I hate that my face gets hot. It’s impossible for a redhead to hide a blush. “Nothing,” I snap, the memory of what we’d done turning my core molten again. I shove the erotic thoughts away and bury them under my anger. “He left. I don’t know where he went.” I write the blood pressure down on the piece of paper the vet gave me then take Nikolai’s temperature.
“Was he a mudak?” Nikolai asks as I beam the scanner at his forehead.
“Yeah,” I breathe. “Total dick.” His temperature isn’t elevated, so I don’t write it down. I turn away from Nikolai, fidgeting with the equipment.
I could ask Nikolai about the other woman. About the ring.
“Um… does Dima have a girlfriend?”
“No. Definitely not.”
Huh.
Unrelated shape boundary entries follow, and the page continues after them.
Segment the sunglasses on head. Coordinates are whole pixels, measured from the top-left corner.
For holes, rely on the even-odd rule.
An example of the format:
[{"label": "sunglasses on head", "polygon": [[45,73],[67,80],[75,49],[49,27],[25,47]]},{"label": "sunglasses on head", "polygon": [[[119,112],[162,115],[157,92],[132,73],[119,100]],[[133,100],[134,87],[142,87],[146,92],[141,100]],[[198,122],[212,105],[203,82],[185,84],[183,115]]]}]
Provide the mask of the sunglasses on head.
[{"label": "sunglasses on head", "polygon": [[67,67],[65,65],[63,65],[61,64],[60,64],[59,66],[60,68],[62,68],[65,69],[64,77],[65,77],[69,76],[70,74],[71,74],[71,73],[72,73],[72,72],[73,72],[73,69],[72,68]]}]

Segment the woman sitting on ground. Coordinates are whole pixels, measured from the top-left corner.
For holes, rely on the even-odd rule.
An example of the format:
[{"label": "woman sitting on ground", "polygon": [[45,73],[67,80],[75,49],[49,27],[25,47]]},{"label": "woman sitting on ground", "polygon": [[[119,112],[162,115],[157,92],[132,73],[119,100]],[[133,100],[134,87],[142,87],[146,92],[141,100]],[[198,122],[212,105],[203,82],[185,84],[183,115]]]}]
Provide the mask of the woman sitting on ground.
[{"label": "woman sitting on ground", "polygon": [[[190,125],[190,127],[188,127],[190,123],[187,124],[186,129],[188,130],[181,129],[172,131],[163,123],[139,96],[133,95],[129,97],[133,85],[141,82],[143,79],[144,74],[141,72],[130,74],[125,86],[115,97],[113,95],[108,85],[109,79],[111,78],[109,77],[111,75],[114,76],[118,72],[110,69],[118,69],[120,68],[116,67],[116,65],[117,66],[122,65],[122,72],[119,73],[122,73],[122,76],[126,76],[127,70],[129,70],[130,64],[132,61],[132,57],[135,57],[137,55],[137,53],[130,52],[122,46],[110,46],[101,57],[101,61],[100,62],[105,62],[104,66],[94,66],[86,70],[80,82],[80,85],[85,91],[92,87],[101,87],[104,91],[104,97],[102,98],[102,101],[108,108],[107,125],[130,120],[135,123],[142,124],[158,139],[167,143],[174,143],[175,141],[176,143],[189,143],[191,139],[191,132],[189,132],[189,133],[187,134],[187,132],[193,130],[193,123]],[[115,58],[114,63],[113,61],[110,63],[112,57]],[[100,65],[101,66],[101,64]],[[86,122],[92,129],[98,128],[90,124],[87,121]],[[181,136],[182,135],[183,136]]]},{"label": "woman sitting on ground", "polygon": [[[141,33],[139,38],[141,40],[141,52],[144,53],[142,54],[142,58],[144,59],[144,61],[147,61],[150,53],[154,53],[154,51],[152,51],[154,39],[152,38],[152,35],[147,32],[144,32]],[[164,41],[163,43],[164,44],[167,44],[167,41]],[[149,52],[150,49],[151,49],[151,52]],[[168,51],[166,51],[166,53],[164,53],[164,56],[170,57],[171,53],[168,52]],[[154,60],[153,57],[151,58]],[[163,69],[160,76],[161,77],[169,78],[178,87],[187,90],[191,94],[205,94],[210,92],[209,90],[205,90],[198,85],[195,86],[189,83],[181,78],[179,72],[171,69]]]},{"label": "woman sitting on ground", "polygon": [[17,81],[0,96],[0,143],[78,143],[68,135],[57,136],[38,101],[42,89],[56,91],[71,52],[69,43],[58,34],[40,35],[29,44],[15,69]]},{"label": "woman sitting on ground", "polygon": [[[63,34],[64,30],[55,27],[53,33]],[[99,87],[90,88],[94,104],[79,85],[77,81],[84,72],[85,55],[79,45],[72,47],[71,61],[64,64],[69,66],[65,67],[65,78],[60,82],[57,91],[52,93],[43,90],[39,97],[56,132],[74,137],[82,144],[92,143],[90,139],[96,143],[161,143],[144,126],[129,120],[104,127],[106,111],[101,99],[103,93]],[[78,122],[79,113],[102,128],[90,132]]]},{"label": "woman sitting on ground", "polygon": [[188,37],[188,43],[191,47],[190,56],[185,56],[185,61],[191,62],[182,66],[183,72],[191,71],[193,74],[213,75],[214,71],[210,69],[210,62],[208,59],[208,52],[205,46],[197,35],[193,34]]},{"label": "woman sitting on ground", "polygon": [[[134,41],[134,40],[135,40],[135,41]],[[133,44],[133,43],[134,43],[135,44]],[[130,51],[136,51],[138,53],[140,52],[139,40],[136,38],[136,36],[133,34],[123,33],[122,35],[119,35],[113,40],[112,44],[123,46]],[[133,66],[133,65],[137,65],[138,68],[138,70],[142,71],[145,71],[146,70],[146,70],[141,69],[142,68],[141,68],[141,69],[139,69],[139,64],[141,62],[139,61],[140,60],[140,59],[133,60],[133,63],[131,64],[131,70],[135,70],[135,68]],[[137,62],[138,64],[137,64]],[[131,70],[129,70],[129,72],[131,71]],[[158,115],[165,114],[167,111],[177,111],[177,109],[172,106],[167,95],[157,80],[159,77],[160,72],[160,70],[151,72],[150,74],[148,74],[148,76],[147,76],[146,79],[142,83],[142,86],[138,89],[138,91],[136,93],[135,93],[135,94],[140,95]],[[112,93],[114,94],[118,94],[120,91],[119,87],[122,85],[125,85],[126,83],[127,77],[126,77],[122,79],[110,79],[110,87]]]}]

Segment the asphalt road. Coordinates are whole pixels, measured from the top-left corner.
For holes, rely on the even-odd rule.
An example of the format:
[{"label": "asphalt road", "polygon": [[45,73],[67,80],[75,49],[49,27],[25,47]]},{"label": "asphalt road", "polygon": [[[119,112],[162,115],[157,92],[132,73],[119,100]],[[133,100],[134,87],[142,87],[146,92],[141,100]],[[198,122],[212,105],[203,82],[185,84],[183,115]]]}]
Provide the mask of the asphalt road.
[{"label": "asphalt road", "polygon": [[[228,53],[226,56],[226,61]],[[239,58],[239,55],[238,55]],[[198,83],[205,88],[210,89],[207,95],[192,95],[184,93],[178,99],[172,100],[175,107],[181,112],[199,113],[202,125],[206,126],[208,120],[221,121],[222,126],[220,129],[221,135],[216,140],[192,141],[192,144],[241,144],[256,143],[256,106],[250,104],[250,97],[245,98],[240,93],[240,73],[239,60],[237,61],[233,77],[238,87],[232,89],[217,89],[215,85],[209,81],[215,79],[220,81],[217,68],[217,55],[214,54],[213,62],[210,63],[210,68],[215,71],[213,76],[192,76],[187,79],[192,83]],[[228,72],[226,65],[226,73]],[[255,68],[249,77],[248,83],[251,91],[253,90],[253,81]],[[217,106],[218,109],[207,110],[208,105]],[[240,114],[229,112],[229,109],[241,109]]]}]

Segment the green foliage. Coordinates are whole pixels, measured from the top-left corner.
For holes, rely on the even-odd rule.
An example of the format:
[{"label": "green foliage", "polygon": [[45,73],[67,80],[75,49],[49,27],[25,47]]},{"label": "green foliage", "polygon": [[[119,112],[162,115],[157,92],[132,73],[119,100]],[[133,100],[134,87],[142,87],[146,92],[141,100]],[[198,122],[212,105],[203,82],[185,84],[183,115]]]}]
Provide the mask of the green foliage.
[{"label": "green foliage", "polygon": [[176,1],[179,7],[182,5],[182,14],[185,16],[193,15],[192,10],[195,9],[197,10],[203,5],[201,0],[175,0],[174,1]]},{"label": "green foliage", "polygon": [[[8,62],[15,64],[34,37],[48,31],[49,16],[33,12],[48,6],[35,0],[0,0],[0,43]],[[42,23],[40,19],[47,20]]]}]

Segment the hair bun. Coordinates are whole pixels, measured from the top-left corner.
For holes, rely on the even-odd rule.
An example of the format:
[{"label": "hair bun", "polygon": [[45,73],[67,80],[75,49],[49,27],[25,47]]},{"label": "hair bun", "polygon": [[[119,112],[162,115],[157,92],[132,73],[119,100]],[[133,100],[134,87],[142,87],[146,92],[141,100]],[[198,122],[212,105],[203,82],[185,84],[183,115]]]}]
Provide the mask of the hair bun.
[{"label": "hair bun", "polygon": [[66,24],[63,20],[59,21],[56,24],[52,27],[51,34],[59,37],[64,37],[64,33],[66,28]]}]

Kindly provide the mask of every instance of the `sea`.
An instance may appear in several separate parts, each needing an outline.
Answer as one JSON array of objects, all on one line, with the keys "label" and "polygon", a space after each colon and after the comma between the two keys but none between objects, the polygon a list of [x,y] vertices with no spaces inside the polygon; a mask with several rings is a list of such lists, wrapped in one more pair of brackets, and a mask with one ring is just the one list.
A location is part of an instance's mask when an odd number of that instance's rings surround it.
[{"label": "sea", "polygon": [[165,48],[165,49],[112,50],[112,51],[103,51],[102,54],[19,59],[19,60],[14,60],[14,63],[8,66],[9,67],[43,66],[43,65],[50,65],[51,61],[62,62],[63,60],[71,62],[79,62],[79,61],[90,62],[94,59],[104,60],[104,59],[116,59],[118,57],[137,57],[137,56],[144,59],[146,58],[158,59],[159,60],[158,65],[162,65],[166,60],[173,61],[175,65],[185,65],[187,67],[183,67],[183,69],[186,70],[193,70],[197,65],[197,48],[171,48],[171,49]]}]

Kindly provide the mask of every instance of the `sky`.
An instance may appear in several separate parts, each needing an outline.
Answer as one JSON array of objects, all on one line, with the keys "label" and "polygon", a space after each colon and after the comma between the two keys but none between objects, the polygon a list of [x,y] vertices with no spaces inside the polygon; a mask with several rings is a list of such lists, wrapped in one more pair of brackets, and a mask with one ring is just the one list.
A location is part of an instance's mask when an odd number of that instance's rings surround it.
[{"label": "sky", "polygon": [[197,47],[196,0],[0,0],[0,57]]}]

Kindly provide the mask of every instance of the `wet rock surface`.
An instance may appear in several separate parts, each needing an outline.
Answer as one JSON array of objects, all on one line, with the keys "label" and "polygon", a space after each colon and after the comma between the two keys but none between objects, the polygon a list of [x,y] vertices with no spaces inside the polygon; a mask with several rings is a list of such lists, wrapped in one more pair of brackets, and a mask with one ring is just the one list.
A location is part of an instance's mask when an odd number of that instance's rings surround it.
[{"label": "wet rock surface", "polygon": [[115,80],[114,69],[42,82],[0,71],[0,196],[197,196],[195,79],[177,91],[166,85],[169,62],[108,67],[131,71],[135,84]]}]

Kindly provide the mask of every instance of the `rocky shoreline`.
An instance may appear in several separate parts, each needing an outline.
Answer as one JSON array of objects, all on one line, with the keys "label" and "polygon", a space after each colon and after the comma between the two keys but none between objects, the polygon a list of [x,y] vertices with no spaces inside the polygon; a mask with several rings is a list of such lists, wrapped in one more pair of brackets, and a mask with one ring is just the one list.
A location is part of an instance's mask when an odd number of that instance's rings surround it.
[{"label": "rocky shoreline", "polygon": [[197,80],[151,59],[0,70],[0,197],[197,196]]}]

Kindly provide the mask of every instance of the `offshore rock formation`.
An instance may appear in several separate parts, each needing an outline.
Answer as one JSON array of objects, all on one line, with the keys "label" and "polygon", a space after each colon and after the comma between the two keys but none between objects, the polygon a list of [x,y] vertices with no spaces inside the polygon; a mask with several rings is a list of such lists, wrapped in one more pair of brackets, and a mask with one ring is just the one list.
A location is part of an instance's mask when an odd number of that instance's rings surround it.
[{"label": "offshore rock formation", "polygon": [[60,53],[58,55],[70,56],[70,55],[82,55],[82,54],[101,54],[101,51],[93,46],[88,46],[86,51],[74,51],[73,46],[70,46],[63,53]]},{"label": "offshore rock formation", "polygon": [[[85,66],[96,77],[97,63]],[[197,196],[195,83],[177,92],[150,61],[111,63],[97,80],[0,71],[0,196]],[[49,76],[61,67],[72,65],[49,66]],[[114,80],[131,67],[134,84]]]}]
I turn. “Why definitely not?”
Nikolai closes his lids, his head falling back on the pillow. “That’s Dima’s story to tell,” he says.
Gah. “So he is unavailable?”
Nikolai’s gaze is musing. “Is that what he told you?”
“More or less.”
Nikolai shakes his head. “Fucker.”
“You didn’t answer my question.” I’m not usually bold or pushy, but I feel like I’m hanging onto my sanity by a string here. I have to fight to regain some equilibrium.
“I guess he thinks he is,” Nikolai mumbles. His lids are drifting closed.
I sigh and watch him as he drifts into sleep. And then I have no idea what to do with myself. I go over to make up the other side of the bed-where Dima slept.
Like an idiot, I lower my face to his pillow and breathe in his clean masculine scent.
Nikolai doesn’t stir. Seeing him there, so pale, his clothes cut away for the surgery, the remaining tatters still a crusty, bloody mess, his hands swollen with fluid retention from the IV, I’m shaken by another wave of guilt. Of fear.
What if Nikolai dies? If I’m responsible for costing Dima the one person he loves most in the world? I hate that I was so gullible. That Alex used me to do this.